The report also documented widespread and violent repression of dissent, the escalation of armed conflicts, insufficient efforts to address climate change and a growing offensive in many countries against the rights of migrants, refugees, women, girls and LGBTI individuals. Amnesty International noted that “without a global reversal, each of these regressions will worsen in 2025”.
The report also detailed how the proliferation of authoritarian laws, policies and practices targeting freedom of expression, association and peaceful assembly have played a central role in impacting human rights through the dismantling or suspension of NGOs and political parties, the imprisonment of opponents and the prosecution of human rights defenders, climate activists and other dissenters.
Regarding the importance of protecting the press, David Pereira, Executive Director of Amnesty International Luxembourg, said: "Journalists' work is essential. Attacking them is an attack on our societies' right to information.”
In relation to conflicts in Gaza, Ukraine, Sudan and Myanmar, Agnès Callamard said: "For a long time, Amnesty International has warned against the double standards that undermine the rules-based international order. The impact of this relentless decline reached new heights in 2024, from Gaza to the Democratic Republic of Congo.” She added: "The cost of these failures is enormous.”

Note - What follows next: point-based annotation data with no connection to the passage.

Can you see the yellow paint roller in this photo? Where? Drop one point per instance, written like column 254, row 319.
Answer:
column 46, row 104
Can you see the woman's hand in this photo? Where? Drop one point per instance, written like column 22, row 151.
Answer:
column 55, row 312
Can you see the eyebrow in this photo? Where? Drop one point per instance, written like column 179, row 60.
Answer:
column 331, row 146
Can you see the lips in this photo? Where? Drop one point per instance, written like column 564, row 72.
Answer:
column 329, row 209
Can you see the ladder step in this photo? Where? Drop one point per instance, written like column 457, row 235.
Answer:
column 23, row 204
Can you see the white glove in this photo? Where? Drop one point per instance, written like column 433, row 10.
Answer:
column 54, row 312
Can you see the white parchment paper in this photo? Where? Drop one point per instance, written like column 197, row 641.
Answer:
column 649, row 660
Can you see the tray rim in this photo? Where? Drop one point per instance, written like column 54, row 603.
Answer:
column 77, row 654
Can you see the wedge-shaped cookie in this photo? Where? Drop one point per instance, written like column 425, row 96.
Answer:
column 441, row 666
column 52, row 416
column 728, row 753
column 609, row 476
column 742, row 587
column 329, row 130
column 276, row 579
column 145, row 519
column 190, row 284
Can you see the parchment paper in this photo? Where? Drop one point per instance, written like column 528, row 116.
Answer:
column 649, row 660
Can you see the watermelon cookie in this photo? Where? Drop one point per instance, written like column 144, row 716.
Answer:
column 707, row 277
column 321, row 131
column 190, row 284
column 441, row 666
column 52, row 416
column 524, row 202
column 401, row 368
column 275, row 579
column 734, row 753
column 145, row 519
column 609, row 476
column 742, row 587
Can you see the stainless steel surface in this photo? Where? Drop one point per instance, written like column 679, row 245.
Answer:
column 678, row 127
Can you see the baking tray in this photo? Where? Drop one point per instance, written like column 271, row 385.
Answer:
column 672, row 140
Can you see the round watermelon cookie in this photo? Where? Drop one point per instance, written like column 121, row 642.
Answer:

On the subject of climate change, Amnesty International’s report highlighted that 2024 was “the hottest year ever recorded and the first during which the global average temperature exceeded pre-industrial levels by more than 1.5C” and that “extreme poverty and inequalities within and between states continued to grow due to widespread inflation, insufficient corporate regulation, endemic tax evasion and rising national debts. Meanwhile, the number of billionaires and their wealth increased”.
David Pereira emphasised that: “Due to the inability to address various crises, governments have abandoned, even condemned, future generations."